We really need to get this added to the library so we can see which ones are arm ready
Maybe a dumb q, but is there a reason the library can’t build then, and also remove the ones that are no good?
for the open source plugs where the library team has the source, cschol and team have been doing exactly that, following up with maintainers, getting patches staged, versions increased, etc…
nice! so all the availability issues (and this community is full of them!) are with closed source plugins?
I don’t know if every maintainer has responded and done the fixes to every plugin. but i know the library team has undertaken the effort (and a few of us helped them with various gotchas along the way too)
the big open source collections are definitely up. you know, bog, valley, surge, count modula that sort of stuff.

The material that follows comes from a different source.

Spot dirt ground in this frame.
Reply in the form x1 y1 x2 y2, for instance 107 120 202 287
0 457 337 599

I don’t have a M1 but I don’t think BOG is ready yet (it’s 7 months old.)
I’ve been running it since the ARM port came out - when you had to self build - and I just checked and it downloaded fine from the library.
more ~/Documents/Rack2/plugins-mac-arm64/Bogaudio/plugin.json | grep version
"version": "2.3.43",
So bravo to cschol and team for indeed updating behind the scenes.
From the flip side as a developer, thanks to the cross-platform build process, I can see that my plugin builds for ARM, but I don’t own the hardware to test that build. Multiply this by however many other plugin developers are in the same situation.
I suspect in the majority of cases where there is a problem, it manifests as a compile error and cschol et al will find it soon enough. Then there will be the minority of cases where the build seems fine but crashes. Finally there may be cases where there is no crash but something just isn’t quite right in a platform-specific way (this last category might never happen, who knows).
For the issues with crashes and other runtime problems, I suppose all we can do is put out a public service announcement: please report issues to the plugin developers.
The best way to do this is go to the VCV Rack Library, find the plugin that is causing problems. Then you can either send an email to the plugin author, or click on the “Source code” link and report an issue on GitHub or wherever the source is hosted.
Either way, go into your user folder and attach the log.txt right after your crash/problem has happened, and include it in your email/issue.
We developers want our plugins to work across all platforms, but sometimes we are flying blind on your preferred platform. We could use your help!
I’ve had Linux only bugs. But of course anyone can run Linux for free. I run it under the free VMware player, but WSL is probably easier and better. So, yes, I did once fix a Linux only bug that way.